Por lo que respecta tanto a Mahmud Abbas como a Benjamín Netanyahu, parece obvio que ninguno deseaba negociar y que, si se han sumado a la propuesta estadounidense, ha sido sólo por no verse identificados como enemigos del diálogo. Ambos son líderes débiles y, por tanto, incapaces de tomar las decisiones que demanda una verdadera paz en Palestina. En cuanto al ‘rais’ palestino, su debilidad arranca de su limitada legitimidad, agotado hace tiempo el mandato presidencial que recibió en las elecciones de enero de 2005, sin que nada haga vislumbrar una nueva convocatoria. Mucho más peso tiene, en cualquier caso, la profunda fractura abierta en la escena palestina desde la victoria de Hamás en las elecciones de enero de 2006 -y su posterior toma de poder efectivo en Gaza, desde junio de 2007-. Esto hace insostenible cualquier intento de Abbas por hablar en nombre de todos los palestinos.
En el marco de la abierta competencia por el poder entre Fatah y Hamás, el presidente palestino difícilmente podrá aceptar las propuestas que se pongan sobre la mesa. Hacerlo equivale a soportar la crítica frontal de Hamás, identificándolo como un simple peón israelí y estadounidense. Mantenerse firme en la defensa de lo que los palestinos mayoritariamente desean (un Estado realmente viable, soberano y sostenible) facilita a Israel la vuelta a su tradicional argumento de que no tiene un interlocutor con el que negociar la paz.
Una posición, en resumen, que lo anula como negociador.
De poco sirve en estas circunstancias el esfuerzo de la Autoridad Palestina por ir dando pasos hacia un entramado institucional que desemboque en un Estado hacia finales del próximo año. Lo mismo cabe decir de su demanda, como única condición para comprometerse en estas negociaciones, de que Israel prolongue indefinidamente la moratoria de construcciones en los asentamientos. Ni Israel la ha cumplido ni cabe esperar que vaya a ampliarla más allá del 26 de septiembre.
Por su parte, Netanyahu está desde el inicio de su mandato mucho más centrado, en el ámbito interno, en gestionar los difíciles equilibrios de un gabinete ministerial en el que los realmente convencidos de una paz justa son absoluta minoría. Cualquier avance en unas negociaciones sinceras supondría la caída del Gobierno y la vuelta a un proceso electoral de inciertos resultados. En el ámbito externo, su prioridad, además de evitar la ruptura del vínculo con Washington, es convencer a propios y extraños de la amenaza de Irán y de la necesidad de eliminar otras más reales como la que representa Hezbolá desde Líbano. Mientras tanto, la ocupación de los territorios palestinos y la fragmentación entre Gaza y Cisjordania le permiten asegurar un estatu quo beneficioso para sus intereses a corto plazo, a la espera de la ocasión para certificar definitivamente su dominio total de Palestina.

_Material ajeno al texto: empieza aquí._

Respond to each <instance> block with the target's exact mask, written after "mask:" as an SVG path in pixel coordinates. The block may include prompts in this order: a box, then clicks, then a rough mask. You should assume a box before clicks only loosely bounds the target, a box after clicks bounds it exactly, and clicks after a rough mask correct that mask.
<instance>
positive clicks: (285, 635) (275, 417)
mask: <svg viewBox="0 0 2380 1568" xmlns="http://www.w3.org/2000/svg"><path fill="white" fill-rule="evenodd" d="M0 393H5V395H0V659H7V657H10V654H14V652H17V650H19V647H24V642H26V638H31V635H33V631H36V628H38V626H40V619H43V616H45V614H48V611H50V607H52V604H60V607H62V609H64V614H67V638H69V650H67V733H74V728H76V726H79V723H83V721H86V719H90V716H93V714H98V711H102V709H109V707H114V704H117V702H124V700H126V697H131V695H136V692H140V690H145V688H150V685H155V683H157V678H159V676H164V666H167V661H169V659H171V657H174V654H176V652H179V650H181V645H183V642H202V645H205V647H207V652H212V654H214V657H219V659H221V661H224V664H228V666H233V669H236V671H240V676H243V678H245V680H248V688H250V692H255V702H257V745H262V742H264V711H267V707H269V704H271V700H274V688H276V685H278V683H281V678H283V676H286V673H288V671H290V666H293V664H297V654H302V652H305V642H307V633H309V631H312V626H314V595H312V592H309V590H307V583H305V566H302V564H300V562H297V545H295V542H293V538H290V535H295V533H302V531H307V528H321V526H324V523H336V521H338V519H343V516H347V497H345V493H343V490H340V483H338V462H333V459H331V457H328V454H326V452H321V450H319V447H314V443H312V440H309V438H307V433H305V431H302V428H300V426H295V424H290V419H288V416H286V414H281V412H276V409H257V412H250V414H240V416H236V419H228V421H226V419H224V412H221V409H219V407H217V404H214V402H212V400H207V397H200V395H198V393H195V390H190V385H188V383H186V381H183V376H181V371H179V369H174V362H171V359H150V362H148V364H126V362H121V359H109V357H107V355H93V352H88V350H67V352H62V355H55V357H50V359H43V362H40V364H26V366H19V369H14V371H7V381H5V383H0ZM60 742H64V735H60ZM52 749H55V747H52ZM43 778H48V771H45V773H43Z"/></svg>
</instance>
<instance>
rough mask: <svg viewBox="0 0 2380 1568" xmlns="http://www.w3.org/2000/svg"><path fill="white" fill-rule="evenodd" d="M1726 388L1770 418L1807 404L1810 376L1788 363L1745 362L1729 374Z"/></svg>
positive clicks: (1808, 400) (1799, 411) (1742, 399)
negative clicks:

Visto así, el riesgo más evidente es que estas negociaciones deriven de inmediato en un simple diálogo diplomático, en el que nadie se levantará de la mesa (para no tener que asumir el coste de romperlo) hasta que alguna nueva tragedia sirva como justificación. Si esto ocurre se habrá desperdiciado, tal vez, la última oportunidad de volver a hablar de paz por mucho tiempo.